Magisterium papieskie — a szereg luźnych wypowiedzi – Franciszek myli jedno z drugim?
Nie wszyscy wyłapali powagę tego, co Franciszek powiedział w wywiadzie udzielonym 7 grudnia 2014 roku argentyńskiemu dziennikowi La Nacion.
A brzmi to jak dyktatura subiektywnej prawdy. Franciszek stwierdził:
— „Ja nieustanie wypowiadam się, głoszę homilie. Oto magisterium.
To jest to, co ja myślę, — nie to, co media twierdzą, że ja myślę. Sprawdźcie to; to jest bardzo jasne”.

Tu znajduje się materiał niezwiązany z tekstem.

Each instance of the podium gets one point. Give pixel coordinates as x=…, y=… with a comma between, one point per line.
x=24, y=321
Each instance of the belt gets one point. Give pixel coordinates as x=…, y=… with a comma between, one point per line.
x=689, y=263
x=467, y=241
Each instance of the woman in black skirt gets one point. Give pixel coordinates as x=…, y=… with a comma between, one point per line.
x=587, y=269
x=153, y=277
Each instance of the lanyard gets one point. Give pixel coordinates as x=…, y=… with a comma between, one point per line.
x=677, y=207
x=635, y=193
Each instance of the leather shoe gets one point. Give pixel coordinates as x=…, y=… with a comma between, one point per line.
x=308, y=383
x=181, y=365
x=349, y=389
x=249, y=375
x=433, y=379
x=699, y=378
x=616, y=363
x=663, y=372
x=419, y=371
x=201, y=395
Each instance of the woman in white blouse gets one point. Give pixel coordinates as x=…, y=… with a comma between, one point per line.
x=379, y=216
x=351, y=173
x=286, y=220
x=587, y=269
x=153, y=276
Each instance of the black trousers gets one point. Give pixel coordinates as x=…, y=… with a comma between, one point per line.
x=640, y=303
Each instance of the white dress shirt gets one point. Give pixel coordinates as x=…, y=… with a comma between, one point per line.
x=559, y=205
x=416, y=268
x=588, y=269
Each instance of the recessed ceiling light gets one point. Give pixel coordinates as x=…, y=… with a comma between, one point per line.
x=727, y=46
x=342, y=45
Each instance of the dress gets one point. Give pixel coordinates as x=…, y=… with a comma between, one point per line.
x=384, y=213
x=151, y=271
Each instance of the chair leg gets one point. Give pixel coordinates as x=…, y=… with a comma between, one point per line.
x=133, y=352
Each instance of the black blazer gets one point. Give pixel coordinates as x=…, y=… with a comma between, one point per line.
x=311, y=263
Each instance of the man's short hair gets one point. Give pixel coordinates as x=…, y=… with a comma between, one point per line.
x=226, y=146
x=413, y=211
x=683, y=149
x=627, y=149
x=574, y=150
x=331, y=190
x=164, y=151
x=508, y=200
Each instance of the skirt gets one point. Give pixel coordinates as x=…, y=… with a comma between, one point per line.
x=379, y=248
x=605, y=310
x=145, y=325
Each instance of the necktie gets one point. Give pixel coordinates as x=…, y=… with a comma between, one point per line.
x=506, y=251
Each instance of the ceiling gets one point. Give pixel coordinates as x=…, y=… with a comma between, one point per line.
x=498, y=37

Twierdzenie o samym sobie, — że jest się magisterium Kościoła, pojawiające się nawet na ustach „papieża”, — zapiera dech w piersiach!
Nie wszystkie bowiem wypowiedzi papieskie stanowią magisterium, — a tym bardziej nie to, co subiektywnie myśli papież, stanowi nauczanie Kościoła.
Nikomu z poprzednich papieży nawet nie przyszłoby do głowy, by wygłosić tak górnolotny osąd o samym sobie i o swoich wypowiedziach
– tym bardziej bez konkretnego, jasnego rozróżnienia, czym jest magisterium, a czym ono nie jest, i jakie są jego granice.
Kolejna mętna wypowiedź Franciszka.
— Czy więc aby na pewno we wszystkich swoich wypowiedziach Franciszek jest taki jasny i niedwuznaczny?
Pewien katolicki blogger ujął to w ten sposób:
— „Heretyckie i zdegenerowane wypowiedzi tego człowieka, to z całą pewnością nie magisterium. Ale z całą pewnością on o sobie tak myśli”.
Wielu ze świata teologów zbiera te perły Franciszkowego „magisterium”, z których po mozolnej pracy zrobiono już nawet cały plik pdf.
— Łącznie ze źródłami tych jego wypowiedzi. — Jest na razie wersja angielska: tutaj.
Trzeba przyznać, — że aby tego dokonać, potrzeba było wielkiej ilości czasu i analiz,
— bo Franciszek dzień za dniem wygłasza stwierdzenia, które są bądź na granicy nauczania Kościoła, bądź wedle niektórych, już niekiedy w jasny sposób wychodzą poza nie.
Istnieją już setki stron jego wypowiedzi, wywiadów i tych sławnych homilii z Domu Świętej Marty,
— w których zawsze znajdzie się coś niesamowitego, coś kontrowersyjnego, coś, co wydaje się, że jest bardziej inwencją Franciszka, niż zdrową myślą Kościoła.